Senza Terapie intensive, quali rischi: parla il prof Giuliani
Risponde al vero la notizia che senza la disponibilità di posti in Terapia Intensiva, i pazienti rischiano di essere abbandonati? Dalle pagine de La Gazzetta del Mezzogiorno di oggi l’intervista di Roberto Calpista al professor Rocco Giuliani, l’ordinario di Anestesia e Rianimazione dell’Università di Bari e docente di Medicina delle Maxi Emergenze che fa chiarezza sul delicato argomento.
Le risulta che negli ospedali del Nord, a causa della mancanza di posti di terapia intensiva e dell’alto numero di ammalati di Covid-19 si stanno scegliendo i pazienti da curare, lasciando i «soggetti più deboli» al proprio destino?

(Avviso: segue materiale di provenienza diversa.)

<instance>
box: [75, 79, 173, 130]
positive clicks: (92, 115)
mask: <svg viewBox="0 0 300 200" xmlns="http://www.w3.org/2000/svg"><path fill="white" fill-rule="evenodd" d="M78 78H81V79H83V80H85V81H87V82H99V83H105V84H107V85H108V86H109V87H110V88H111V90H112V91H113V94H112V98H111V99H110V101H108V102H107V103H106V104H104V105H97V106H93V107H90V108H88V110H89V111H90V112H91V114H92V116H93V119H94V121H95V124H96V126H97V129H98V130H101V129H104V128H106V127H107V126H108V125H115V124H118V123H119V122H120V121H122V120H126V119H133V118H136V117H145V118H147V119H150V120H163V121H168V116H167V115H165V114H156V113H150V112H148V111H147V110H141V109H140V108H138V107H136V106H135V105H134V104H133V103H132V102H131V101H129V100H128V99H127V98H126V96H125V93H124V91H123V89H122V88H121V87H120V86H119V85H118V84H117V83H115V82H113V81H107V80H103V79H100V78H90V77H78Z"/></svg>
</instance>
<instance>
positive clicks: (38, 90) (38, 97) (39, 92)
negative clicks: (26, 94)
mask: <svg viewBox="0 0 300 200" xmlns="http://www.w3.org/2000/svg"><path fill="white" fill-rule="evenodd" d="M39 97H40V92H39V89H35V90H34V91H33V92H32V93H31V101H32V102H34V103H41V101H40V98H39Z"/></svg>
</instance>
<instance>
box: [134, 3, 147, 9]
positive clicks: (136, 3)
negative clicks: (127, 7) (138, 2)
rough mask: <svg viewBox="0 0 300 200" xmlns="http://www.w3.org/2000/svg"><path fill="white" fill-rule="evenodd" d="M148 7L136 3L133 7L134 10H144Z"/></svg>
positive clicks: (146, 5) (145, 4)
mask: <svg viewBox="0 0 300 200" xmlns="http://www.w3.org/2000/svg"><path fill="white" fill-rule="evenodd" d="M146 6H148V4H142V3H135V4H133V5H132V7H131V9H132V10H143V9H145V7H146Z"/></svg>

“Non posso parlare della situazione degli ospedali del Nord, tantomeno in questo momento molto difficile per chi deve salvare vite umane in carenza di risorse. Tuttavia, facendo riferimento ai miei 35 anni di attività in Terapia Intensiva e all’Etica che ha sempre contraddistinto il lavoro in Rianimazione, escludo che un Rianimatore possa assumersi l’onere morale di negare assistenza ad un paziente, vuoi per la sua età avanzata che per le sue patologie concomitanti. Diversa è la situazione in condizioni di «stato di necessità». Può accadere che all’arrivo di due pazienti al Pronto soccorso il Rianimatore disponga di un solo posto in Rianimazione. In questi casi si procede utilizzando il posto disponibile per uno dei due e trasferendo ad altro ospedale l’altro paziente dopo averlo trattato. Va tuttavia segnalato che nelle situazioni attuali è molto complesso trasferire un paziente con CoViD-19. In questi casi si fa quello che si può, adeguando il supporto terapeutico alle risorse disponibili, come farebbe ogni buon padre di famiglia in carenze di risorse familiari. Si cerca comunque di dare il massimo «disponibile» a tutti, dando quello che può essere realmente utile a ciascuno. Mi creda, a volte si riesce a fare anche l’impossibile”.
Si tratta di scelte etiche o scientifiche? Come si conciliano con un sistema sanitario, quello italiano, nato su basi solidaristiche?
“La scienza non può essere disgiunta dall’etica. Entrambe hanno il fine di salvare, prima ancora della vita, la stessa dignità umana. In tal senso può accadere di fare una scelta, condivisa con i familiari, che porti il paziente in condizioni cliniche irreversibili ad una morte dignitosa nel proprio letto col conforto dei suoi cari. Questo non è peraltro possibile nelle attuali situazioni in quanto non sarebbe possibile mandare a casa un paziente infetto, per cui si adeguano le cure alle risorse disponibili, limitando il consumo di presidi non utili e che invece possono salvare altre vite umane”.